3.6 Determination of antimicrobial capacity
This well-known antibacterial activity of the AgNPs (Huq et al., 2022) was confirmed in the present work. As shown in Figure 5B., AgNPs caused inhibition of E. Coli and S. aureus colony growth, brought about by the nanoparticle disruption of the bacteria outer membrane (Sengupta & Sarkar, 2022; Huq et al., 2022; Sharma et al., 2020). On the other hand, the micro-composite showed similarly activity of the AgNPs, that suggest us the AgNPs transferred the ability to the micro-composite, similarly at the results by Phan et al. (2019) and Salama (2017).

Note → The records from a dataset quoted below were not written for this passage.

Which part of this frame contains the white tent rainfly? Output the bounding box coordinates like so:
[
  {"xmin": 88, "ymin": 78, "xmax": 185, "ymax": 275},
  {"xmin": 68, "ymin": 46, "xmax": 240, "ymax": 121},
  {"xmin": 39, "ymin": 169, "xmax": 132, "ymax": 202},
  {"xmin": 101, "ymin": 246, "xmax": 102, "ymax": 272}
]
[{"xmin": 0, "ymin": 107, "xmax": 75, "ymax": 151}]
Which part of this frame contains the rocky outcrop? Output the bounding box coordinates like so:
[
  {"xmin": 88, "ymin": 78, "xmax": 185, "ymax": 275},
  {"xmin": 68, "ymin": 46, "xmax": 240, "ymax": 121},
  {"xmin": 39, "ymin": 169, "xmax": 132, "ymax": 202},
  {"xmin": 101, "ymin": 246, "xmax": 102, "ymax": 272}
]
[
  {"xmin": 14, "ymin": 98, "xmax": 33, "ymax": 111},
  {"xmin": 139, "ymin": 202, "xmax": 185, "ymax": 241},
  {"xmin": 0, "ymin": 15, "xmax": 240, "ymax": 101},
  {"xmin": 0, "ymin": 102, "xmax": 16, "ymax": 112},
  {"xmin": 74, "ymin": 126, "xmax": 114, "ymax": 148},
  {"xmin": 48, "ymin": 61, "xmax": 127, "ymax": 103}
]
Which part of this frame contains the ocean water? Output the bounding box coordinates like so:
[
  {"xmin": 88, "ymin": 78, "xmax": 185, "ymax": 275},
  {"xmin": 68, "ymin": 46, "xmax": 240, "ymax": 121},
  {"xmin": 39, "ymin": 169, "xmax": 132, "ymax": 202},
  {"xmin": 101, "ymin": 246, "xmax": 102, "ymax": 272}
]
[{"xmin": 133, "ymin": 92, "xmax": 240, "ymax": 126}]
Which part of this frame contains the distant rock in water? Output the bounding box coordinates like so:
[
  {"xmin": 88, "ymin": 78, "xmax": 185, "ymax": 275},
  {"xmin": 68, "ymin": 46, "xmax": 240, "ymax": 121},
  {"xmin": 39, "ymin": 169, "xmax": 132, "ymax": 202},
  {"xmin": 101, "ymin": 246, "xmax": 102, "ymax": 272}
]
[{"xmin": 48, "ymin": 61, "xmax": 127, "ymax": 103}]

Nevertheless, the observed inhibition of colony growth by AgNPs was lower than that elicited by the Ciprofloxacin.
4. Conclusions
Present results confirm the benefits of using water-ethanol extracts of banana peels and rachis for the synthesis of AgNPs and CMF to conform a micro-composite. The high yields of AgNPs and CMF as well as the effectiveness of the AgNPs and micro-composite as antioxidant and antibacterial support the use of these banana part as prime material for the industrial production. The micro-composite could be an environmentally friendly replacement in the packaging of the food for transport and storage, allowing to reduce the accumulation of petrochemical microplastics in nature. However, it is necessary to continue with the studies due to the possible effects of migration of AgNPs and CMF to food, as well as their impact on human health. Nanoparticles could be used as an additive to biopesticides in pathogen control in crops.